# 1957 AHSME Problems/Problem 39

## Problem

Two men set out at the same time to walk towards each other from $M$ and $N$, $72$ miles apart. The first man walks at the rate of $4$ mph. The second man walks $2$ miles the first hour, $2\tfrac {1}{2}$ miles the second hour, $3$ miles the third hour, and so on in arithmetic progression. Then the men will meet:

$\textbf{(A)}\ \text{in 7 hours} \qquad \textbf{(B)}\ \text{in }{8\frac {1}{4}}\text{ hours}\qquad \textbf{(C)}\ \text{nearer }{M}\text{ than }{N}\qquad\\ \textbf{(D)}\ \text{nearer }{N}\text{ than }{M}\qquad \textbf{(E)}\ \text{midway between }{M}\text{ and }{N}$

## Solution

Let $t$ be the time it takes (in hours) for the men to meet.

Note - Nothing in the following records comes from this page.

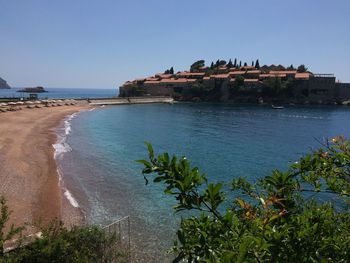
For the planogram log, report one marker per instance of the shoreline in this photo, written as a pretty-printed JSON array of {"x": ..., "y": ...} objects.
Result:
[{"x": 29, "y": 174}]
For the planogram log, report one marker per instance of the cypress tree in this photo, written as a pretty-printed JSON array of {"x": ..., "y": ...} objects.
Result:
[{"x": 257, "y": 65}]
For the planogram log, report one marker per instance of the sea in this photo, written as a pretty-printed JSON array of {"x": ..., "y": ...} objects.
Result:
[{"x": 98, "y": 149}]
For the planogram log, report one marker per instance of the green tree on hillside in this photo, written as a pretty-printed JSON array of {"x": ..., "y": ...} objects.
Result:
[
  {"x": 196, "y": 65},
  {"x": 300, "y": 215}
]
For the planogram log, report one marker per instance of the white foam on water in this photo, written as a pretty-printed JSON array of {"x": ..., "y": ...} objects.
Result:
[
  {"x": 71, "y": 199},
  {"x": 62, "y": 147}
]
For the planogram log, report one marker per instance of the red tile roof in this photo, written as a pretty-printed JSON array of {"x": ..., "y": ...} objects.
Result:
[
  {"x": 283, "y": 72},
  {"x": 152, "y": 79},
  {"x": 220, "y": 76},
  {"x": 251, "y": 80},
  {"x": 181, "y": 80},
  {"x": 237, "y": 72},
  {"x": 248, "y": 67},
  {"x": 164, "y": 76},
  {"x": 253, "y": 72},
  {"x": 305, "y": 75},
  {"x": 189, "y": 74},
  {"x": 151, "y": 82}
]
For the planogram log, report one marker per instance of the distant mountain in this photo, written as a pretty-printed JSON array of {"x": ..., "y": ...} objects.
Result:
[{"x": 3, "y": 84}]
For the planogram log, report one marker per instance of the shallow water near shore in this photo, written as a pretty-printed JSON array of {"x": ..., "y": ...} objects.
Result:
[{"x": 223, "y": 140}]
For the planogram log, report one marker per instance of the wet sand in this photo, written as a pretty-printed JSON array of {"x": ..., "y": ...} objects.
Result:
[{"x": 28, "y": 172}]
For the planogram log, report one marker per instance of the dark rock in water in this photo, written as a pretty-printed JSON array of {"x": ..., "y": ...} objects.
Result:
[
  {"x": 33, "y": 90},
  {"x": 3, "y": 84}
]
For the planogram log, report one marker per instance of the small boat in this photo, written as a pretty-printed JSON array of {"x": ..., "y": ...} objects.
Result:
[{"x": 277, "y": 107}]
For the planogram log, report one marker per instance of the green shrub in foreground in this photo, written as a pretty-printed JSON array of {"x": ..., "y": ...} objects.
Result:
[{"x": 301, "y": 215}]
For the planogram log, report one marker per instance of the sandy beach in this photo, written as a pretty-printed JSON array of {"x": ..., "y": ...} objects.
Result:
[{"x": 28, "y": 172}]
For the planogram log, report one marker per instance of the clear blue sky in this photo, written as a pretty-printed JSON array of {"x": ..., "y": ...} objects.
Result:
[{"x": 102, "y": 43}]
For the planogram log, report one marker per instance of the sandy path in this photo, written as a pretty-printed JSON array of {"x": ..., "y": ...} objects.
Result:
[{"x": 28, "y": 175}]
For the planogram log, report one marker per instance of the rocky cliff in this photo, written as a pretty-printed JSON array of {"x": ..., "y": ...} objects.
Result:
[{"x": 3, "y": 84}]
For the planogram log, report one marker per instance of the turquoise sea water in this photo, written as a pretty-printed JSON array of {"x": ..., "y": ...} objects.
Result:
[
  {"x": 63, "y": 93},
  {"x": 224, "y": 141}
]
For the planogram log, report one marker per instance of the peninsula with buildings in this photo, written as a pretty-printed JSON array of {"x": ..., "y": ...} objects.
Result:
[{"x": 232, "y": 81}]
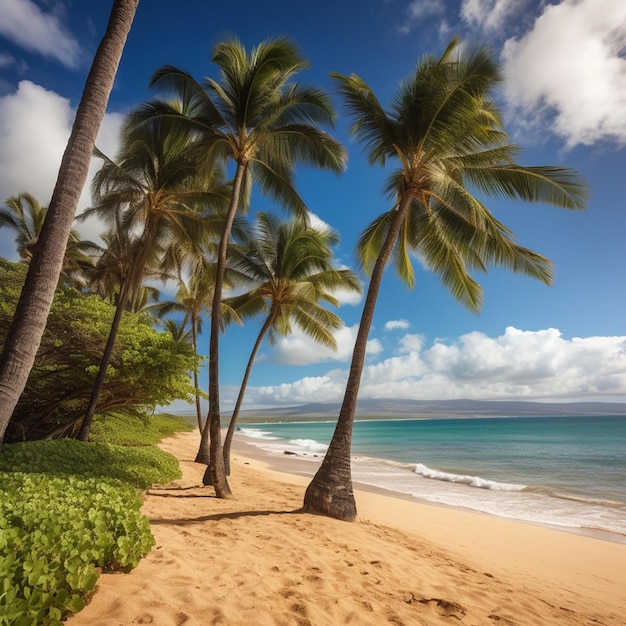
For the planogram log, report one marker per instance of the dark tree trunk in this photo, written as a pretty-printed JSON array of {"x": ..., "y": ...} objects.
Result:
[
  {"x": 83, "y": 433},
  {"x": 242, "y": 390},
  {"x": 215, "y": 473},
  {"x": 32, "y": 311},
  {"x": 330, "y": 492}
]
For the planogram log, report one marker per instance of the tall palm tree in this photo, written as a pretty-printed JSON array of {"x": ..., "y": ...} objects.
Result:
[
  {"x": 263, "y": 122},
  {"x": 29, "y": 321},
  {"x": 291, "y": 263},
  {"x": 149, "y": 196},
  {"x": 24, "y": 215},
  {"x": 446, "y": 135},
  {"x": 192, "y": 300}
]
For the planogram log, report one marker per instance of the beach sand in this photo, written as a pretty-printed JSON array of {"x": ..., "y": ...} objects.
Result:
[{"x": 254, "y": 560}]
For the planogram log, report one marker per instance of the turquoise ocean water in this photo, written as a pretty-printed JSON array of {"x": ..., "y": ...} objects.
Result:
[{"x": 562, "y": 471}]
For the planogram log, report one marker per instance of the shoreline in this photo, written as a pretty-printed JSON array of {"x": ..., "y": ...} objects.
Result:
[
  {"x": 306, "y": 465},
  {"x": 257, "y": 559}
]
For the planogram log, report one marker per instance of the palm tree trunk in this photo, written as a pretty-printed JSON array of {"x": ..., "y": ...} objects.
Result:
[
  {"x": 242, "y": 390},
  {"x": 216, "y": 471},
  {"x": 83, "y": 434},
  {"x": 330, "y": 492},
  {"x": 32, "y": 311},
  {"x": 194, "y": 341}
]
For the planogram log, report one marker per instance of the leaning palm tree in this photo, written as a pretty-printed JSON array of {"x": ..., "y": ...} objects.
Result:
[
  {"x": 24, "y": 215},
  {"x": 149, "y": 196},
  {"x": 258, "y": 118},
  {"x": 446, "y": 135},
  {"x": 29, "y": 321},
  {"x": 291, "y": 264}
]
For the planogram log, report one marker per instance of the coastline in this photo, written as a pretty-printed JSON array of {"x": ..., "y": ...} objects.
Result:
[
  {"x": 306, "y": 465},
  {"x": 257, "y": 559}
]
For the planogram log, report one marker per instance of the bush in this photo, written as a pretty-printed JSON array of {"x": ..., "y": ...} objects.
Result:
[
  {"x": 70, "y": 510},
  {"x": 148, "y": 368}
]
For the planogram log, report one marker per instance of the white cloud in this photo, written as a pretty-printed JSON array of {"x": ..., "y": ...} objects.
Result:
[
  {"x": 24, "y": 23},
  {"x": 571, "y": 67},
  {"x": 490, "y": 15},
  {"x": 412, "y": 343},
  {"x": 299, "y": 349},
  {"x": 397, "y": 325},
  {"x": 528, "y": 365},
  {"x": 35, "y": 125}
]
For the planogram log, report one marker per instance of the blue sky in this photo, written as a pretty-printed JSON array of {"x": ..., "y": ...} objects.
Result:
[{"x": 564, "y": 100}]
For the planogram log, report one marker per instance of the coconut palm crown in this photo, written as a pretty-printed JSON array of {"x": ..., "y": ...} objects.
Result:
[
  {"x": 446, "y": 136},
  {"x": 291, "y": 265},
  {"x": 258, "y": 118}
]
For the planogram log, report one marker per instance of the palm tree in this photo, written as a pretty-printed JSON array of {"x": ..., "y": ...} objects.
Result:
[
  {"x": 192, "y": 300},
  {"x": 26, "y": 216},
  {"x": 29, "y": 321},
  {"x": 149, "y": 196},
  {"x": 291, "y": 263},
  {"x": 258, "y": 118},
  {"x": 447, "y": 137}
]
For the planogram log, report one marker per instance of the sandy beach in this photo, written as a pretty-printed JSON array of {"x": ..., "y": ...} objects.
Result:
[{"x": 255, "y": 560}]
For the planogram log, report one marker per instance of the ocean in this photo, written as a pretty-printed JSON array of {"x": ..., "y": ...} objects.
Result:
[{"x": 567, "y": 472}]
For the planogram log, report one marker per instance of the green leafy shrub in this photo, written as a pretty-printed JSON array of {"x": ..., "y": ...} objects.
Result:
[
  {"x": 140, "y": 467},
  {"x": 69, "y": 510},
  {"x": 149, "y": 368},
  {"x": 129, "y": 430}
]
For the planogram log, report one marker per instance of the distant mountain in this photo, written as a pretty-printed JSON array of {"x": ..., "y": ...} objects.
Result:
[{"x": 436, "y": 408}]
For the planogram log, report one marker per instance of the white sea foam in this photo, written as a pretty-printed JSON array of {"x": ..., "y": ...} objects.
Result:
[
  {"x": 471, "y": 481},
  {"x": 255, "y": 433},
  {"x": 532, "y": 503}
]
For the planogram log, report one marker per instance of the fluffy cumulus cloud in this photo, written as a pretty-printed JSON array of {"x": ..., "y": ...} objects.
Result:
[
  {"x": 397, "y": 325},
  {"x": 35, "y": 125},
  {"x": 571, "y": 67},
  {"x": 299, "y": 349},
  {"x": 26, "y": 25},
  {"x": 526, "y": 365}
]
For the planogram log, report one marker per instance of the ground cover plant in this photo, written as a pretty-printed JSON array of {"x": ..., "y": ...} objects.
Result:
[{"x": 70, "y": 510}]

Then, the distance the first man will have travelled is $4t$. If $t$ is an integer, the second man will have travelled $\tfrac{2+2+0.5(t-1)}{2} \cdot t$, the sum of the first $t$ terms of the arithmetic progression. If $t$ is not an integer, then we should have a good enough approximation to choose an answer choice (given the relatively large distance of $72$ miles compared to their speeds). Because the combined distance that the men travel must be $72$ miles, we can now solve for $t$ in the following formula: \begin{align*} 4t+\frac{2+2+0.5(t-1)}{2} \cdot t &= 72 \\ 4t+\frac{4+0.5t-0.5}{2} \cdot t &= 72 \\ 8t+3.5t+0.5t^2 &= 144 \\ t^2+23t &= 288 \\ t^2+23t-288 &= 0 \\ (t+32)(t-9) &= 0 \end{align*} Because $t>0$, we are left with $t=9$. At $t=9$, the first man will have travelled $36$ miles, which is half of te distance between $M$ and $N$. Thus, our answer is $\boxed{\textbf{(E)} \text{ midway between } M \text{ and } N}$.